Assenza per grave patologia. Chiarimenti per il Dirigente

Dirigente scolastico – Si chiede, con cortese sollecitudine, un parere, possibilmente con riferimenti normativi, al seguente quesito: Premessa: E’ stata conferita una supplenza breve ad un collaboratore scolastico dal 14.11.2016 al 13.12.2016;  Lo stesso collaboratore scolastico dal 19.11.2016 al 22.12.2016 ha presentato una domanda di assenza per malattia, quindi andando oltre la durata della nomina, con la seguente diagnosi: “stato patologico sotteso o connesso alla situazione di invalidità riconosciuta”; Allo stesso, a seguito della continuazione dell’assenza del titolare, è stata prorogata la nomina; Si precisa che il collaboratore di cui si parla durante la prestazione del servizio aveva documentato il suo stato di beneficiario di Legge 104/1992 comma 1 art. 3 essendo affetto da “sclerosi multipla forma recidivante remittente in trattamento” con invalidità superiore ai 2/3. Quesito: Per quanto sopra, pur essendo affetto da “grave patologia”,  avendo presentato una domanda di assenza per “stato patologico sotteso o connesso alla situazione di invalidità riconosciuta” e NON per “patologia grave che richiede terapia salvavita”,  SI CHIEDE se il collaboratore scolastico incorre  nel caso di licenziamento avendo superato di 4  i 30 giorni di malattia pagati al 50% previsti per i supplenti brevi visto che non si è assentato  per “grave patologia”. Si resta in attesa di un sollecito riscontro considerato che, se rientra nel caso prospettato, già oggi si deve procedere al licenziamento.

Paolo Pizzo -Gentile Dirigente scolastico,

l’art 19/ 10 del CCNL/2007 dispone che nei casi di assenza dal servizio per malattia del personale docente ed ATA, assunto con contratto a tempo determinato per supplenze brevi, si ha diritto alla conservazione del posto per un periodo non superiore a 30 giorni annuali, retribuiti al 50%.

Pertanto, dopo tale periodo avviene la risoluzione del contratto.

Dalla lettura del quesito e quindi dalla certificazione prodotta dal dipendente è a mio avviso escluso che la malattia rientri nelle gravi patologie in quanto la certificazione pare sia ricondotta SOLO all’invalidità riconosciuta.

Dispone infatti l’art 17/9 dello stesso Contratto:

In caso di gravi patologie che richiedano terapie temporaneamente e/o parzialmente invalidanti sono esclusi dal computo dei giorni di assenza per malattia…

È stato più volte chiarito come la clausola in esame non riguarda tutte le patologie gravi ma soltanto quelle che richiedono il ricorso a terapie salvavita; quindi i due requisiti (gravità della patologia e necessità del ricorso a terapie salvavita) devono coesistere e vanno valutati contestualmente.

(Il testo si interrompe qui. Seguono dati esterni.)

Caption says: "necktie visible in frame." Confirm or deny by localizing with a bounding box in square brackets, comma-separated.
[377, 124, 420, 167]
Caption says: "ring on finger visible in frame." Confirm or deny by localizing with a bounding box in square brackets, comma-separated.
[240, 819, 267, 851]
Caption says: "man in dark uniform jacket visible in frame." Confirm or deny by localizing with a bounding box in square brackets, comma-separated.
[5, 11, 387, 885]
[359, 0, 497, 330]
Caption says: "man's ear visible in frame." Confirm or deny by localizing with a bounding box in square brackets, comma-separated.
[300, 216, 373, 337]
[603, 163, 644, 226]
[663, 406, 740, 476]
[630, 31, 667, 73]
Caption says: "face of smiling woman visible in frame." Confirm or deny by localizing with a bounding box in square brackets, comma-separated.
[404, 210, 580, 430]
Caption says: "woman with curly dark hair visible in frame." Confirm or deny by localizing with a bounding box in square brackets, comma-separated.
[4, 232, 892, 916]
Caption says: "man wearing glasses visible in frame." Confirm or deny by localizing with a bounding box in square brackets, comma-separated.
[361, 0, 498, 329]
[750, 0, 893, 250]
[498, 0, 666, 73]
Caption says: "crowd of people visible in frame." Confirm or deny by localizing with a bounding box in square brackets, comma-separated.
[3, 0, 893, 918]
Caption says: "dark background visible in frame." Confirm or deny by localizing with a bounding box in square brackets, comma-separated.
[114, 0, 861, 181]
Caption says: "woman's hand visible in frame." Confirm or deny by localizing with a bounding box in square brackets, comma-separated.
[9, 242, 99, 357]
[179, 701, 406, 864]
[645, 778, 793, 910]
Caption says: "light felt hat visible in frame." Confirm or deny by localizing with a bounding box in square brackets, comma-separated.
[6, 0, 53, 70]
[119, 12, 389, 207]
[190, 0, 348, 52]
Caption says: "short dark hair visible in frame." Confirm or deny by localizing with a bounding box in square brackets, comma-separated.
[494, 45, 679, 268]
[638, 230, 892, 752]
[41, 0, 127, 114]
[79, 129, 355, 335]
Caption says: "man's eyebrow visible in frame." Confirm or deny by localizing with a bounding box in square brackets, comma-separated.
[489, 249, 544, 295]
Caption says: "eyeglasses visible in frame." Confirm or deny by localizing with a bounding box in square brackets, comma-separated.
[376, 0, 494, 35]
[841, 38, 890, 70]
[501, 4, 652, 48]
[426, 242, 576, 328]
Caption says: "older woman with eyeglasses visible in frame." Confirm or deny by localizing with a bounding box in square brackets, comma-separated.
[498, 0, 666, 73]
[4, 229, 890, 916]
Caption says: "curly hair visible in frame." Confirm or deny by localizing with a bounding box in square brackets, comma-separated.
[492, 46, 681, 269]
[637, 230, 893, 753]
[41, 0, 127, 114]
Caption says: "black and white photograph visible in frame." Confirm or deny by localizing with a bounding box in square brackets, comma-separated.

Nel nostro caso, quindi, non rileva se il dipendente abbia o meno un’invalidità oppure sia un disabile con certificazione 104/92, ma SOLO che abbia certificata una grave patologia e che nei giorni di assenza per malattia sia sottoposto alle terapie oppure l’assenza sia chiaramente ricondotta alle conseguenze delle terapie effettuate.

In poche parole per il riconoscimento del beneficio, il lavoratore dovrà produrre una adeguata e chiara certificazione medica da cui, appunto, risulti non solo la sua condizione morbosa, ma anche l’ulteriore attestazione che la stessa si configura come patologia grave che ha richiesto o richiede la effettuazione di terapie salvavita.

Stando al quesito, quindi, se la certificazione riporta solo la dicitura della invalidità riconosciuta la scuola non può ricondurla alla “grave patologia” al fine di escludere la malattia dal periodo di comporto.